Ponad 7,5 mld prezentów rozdał w tym roku święty Mikołaj
7 623 693 263 - tyle prezentów rozdał święty Mikołaj na całym świecie pod czujnym okiem Dowództwa Obrony Północnoamerykańskiej Przestrzeni Powietrznej i Kosmicznej (NORAD). NORAD od 1958 roku prowadzi program śledzenia świętego Mikołaja, który opuszcza Biegun Północny i podróżuje po całym świecie z misją dostarczania dzieciom prezentów.
26.12.2021 20:32
Samo śledzenie Mikołaja o północy, 23 grudnia. O jego bezpieczeństwo dba NORAD, czyli amerykańsko-kanadyjskiej agencja, kontrolująca przestrzeń nad całą Ameryką Północną pod kątem wszelkich potencjalnych zagrożeń. Mikołaj jest śledzony dzięki m.in śladom jego sań oraz za pośrednictwem czujnika, umieszczonego w nosie jednego z reniferów, a sama podróż wyświetlana jest na wielkich ekranach w odświętnie udekorowanym stanowisku dowodzenia w siedzibie NORAD, które mieści się w bazie sił kosmicznych Peterson w amerykańskim stanie Kolorado.

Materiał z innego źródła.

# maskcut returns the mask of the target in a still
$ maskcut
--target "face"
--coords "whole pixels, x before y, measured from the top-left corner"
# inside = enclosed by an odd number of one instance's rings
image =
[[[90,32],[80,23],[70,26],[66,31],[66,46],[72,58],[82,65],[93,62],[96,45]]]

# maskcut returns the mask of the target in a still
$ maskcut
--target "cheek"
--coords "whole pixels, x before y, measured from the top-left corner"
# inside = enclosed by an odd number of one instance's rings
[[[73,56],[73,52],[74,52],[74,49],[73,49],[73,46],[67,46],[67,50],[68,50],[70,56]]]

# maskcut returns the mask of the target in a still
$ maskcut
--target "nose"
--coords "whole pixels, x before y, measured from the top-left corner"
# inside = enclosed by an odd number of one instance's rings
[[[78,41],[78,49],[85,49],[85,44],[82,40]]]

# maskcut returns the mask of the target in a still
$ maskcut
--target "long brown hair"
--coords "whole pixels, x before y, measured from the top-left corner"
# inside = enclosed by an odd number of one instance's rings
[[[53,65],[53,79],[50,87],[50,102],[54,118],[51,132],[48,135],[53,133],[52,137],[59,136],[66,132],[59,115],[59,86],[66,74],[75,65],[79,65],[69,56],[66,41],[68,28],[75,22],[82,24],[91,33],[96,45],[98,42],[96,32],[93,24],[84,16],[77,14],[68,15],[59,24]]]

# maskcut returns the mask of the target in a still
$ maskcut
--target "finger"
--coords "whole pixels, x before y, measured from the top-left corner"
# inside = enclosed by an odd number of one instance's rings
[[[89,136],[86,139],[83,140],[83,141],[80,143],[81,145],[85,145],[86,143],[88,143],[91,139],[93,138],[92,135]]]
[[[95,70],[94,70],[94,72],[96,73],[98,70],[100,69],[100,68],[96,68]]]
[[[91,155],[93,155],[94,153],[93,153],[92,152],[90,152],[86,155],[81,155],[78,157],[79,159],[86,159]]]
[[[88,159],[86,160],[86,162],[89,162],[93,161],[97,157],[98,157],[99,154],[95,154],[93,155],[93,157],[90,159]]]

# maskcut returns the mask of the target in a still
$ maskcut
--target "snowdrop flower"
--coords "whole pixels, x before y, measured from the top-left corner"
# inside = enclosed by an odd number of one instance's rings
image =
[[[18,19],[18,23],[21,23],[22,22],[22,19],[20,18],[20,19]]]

Pandemia nie zatrzymała Mikołaja
"Kiedy będzie u mnie?", "Jakie ciasteczka lubi?" - na te pytania odpowiadają dziesiątki wolontariuszy, którzy odbierają telefony od dzieci z całego świata. NORAD dostarcza także informacji technicznych, takich jak ciężar prezentów przy starcie, napęd sań czy moc reniferów.
Na podróże świętego Mikołaja nie miały wpływu problemy linii lotniczych na całym świecie, wywołane rozprzestrzenianiem się nowego wariantu koronawirusa Omikron. Według danych portalu Flightaware od Wigilii odwołanych zostało ponad 7 tys. lotów, głównie w Stanach Zjednoczonych i Chinach.
Zaczęło się od przypadku
Śledzenie podróży świętego Mikołaja zaczęło się przez przypadek - wyjaśnia CNN. W 1955 roku jedna z amerykańskich gazet poinformowała, że dzieci mogą zadzwonić do świętego Mikołaja bezpośrednio, ale omyłkowo błędnie wydrukowała numer telefonu.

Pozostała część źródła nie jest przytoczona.